Why does sim-to-real fail so often for deep RL locomotion policies, and what practical lever reduces that risk here?
What role does sim-to-sim play beyond “sanity checking,” and why is it treated as a gate before touching the real robot?
How is the “falling” out-of-distribution problem handled during real-world testing?
What specific controller mismatch did the author identify as a likely blocker for sim-to-real?
Why does the velocity-trained policy show “shuffle” behavior, and what observation mismatch is suspected?
What hardware and operational constraints shaped the real-world experiments?
Review Questions
- What changes were made to the PD controller to improve sim-to-real reliability, and why does the author think implicit PD was problematic?
- How does episode termination during training create an out-of-distribution condition during real falls, and what safety mechanism addresses it?

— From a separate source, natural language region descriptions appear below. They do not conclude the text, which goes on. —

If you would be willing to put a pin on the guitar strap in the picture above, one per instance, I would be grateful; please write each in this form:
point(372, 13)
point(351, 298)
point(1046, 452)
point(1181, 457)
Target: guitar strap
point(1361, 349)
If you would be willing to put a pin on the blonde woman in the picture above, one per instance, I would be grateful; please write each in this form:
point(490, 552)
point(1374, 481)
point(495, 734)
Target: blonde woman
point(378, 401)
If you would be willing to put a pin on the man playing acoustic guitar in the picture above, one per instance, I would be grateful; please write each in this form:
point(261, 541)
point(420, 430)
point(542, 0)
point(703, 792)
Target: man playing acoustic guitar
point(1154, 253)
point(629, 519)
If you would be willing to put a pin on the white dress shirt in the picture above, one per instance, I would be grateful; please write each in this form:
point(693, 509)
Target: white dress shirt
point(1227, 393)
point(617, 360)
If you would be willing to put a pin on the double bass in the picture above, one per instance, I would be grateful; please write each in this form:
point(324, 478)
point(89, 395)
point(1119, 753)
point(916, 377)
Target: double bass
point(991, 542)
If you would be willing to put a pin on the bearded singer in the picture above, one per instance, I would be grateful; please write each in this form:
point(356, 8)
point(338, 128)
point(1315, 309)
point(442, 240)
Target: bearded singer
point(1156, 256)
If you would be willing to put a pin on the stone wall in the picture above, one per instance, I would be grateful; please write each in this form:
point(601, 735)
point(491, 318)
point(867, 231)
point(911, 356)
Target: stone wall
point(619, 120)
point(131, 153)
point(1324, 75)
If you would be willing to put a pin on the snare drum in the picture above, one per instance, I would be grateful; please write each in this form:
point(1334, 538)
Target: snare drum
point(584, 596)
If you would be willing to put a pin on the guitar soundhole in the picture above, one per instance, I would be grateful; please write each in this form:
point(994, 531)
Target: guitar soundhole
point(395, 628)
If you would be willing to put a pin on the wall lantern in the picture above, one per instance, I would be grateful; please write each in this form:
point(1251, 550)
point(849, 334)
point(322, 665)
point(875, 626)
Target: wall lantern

- What observation mismatch (related to velocity) does the author suspect is driving shuffle/jitter behavior, and what mitigation is proposed?
Key Points
- 1
Sim-to-real reliability improves when the actuator control law is consistent between simulation and hardware; switching from MJLab implicit PD to an explicit Python/Torch PD controller was a turning point.
- 2
Sim-to-sim validation is treated as a hard gate: policies are only deployed to the real Unitree G1 after matching pipeline/control-code behavior in simulation.
- 3
Training termination conditions matter: because the policy never sees “lying on the ground,” real falls can destabilize behavior unless a safety fallback is used.
- 4
A practical safety strategy is to detect fall/out-of-distribution states and switch the robot to “full damp” rather than letting the learned policy run uncontrolled.
- 5
Velocity-based locomotion can develop shuffle/jitter when the real robot lacks the same observation signals (notably linear velocity) used during training.
- 6
Real-world testing used a mobile gantry (tractor pallet forks) plus a hard emergency stop to reduce risk while evaluating policies on slopes and debris.
- 7
Hardware limitations (arm detachments) can become the bottleneck; locomotion can still remain functional while manipulation and arm stability are addressed later.